Facts obtained concerning the group setting are in terms of concepts and units at the social or cultural level of analysis. They will not give the step-by-step analysis of the particular interaction process; they will not be adequate for the task of dealing with interpersonal relations or the behavior of particular individual members. At this point, psychological concepts are needed for a detailed analysis of reciprocal relations, for handling motives, perceptions, judgments, and the like.

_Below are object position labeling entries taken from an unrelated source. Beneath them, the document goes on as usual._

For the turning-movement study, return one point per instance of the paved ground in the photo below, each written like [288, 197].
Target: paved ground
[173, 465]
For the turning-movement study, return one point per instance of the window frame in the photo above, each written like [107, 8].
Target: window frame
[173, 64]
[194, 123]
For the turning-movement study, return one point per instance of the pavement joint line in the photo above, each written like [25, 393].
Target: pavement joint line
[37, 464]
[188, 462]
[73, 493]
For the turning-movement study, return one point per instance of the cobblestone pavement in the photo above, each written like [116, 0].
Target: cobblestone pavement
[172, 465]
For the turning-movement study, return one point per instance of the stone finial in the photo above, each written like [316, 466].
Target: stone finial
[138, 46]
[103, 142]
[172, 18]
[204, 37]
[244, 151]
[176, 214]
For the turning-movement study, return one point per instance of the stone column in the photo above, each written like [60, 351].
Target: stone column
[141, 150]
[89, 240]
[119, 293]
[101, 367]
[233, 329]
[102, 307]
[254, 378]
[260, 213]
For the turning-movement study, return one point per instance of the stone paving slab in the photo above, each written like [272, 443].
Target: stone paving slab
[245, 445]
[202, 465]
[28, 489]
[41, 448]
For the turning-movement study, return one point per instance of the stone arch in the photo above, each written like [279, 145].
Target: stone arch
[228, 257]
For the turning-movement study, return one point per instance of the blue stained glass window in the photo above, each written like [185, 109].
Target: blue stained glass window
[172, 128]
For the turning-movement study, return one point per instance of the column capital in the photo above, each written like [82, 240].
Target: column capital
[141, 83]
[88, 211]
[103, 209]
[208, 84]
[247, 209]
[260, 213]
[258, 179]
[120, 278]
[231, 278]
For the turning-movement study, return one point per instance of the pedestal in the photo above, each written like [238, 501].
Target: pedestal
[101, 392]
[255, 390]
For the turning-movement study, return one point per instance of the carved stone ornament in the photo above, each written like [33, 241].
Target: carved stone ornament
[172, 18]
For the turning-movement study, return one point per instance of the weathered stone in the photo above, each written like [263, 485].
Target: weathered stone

Experimental Steps Toward Integration
We devote the rest of the chapter to a summary of our prior attempts to pull together some relevant findings from sociology and psychology in the study of small groups. In these attempts the guiding considerations have been the following:
1. To extract some minimum generalizations from the sociological findings on small groups, on the one hand; on the other, to extract relevant principles from the work coming from the psychological laboratory.
2. To formulate problems and hypotheses suggesting relationships among the indications of the two sets of relevant findings from sociological and psychological research.
3. To test hypotheses thus derived with methods and techniques appropriate for the particular problem—experimental, observational, sociometric, questionnaire, or combinations thereof.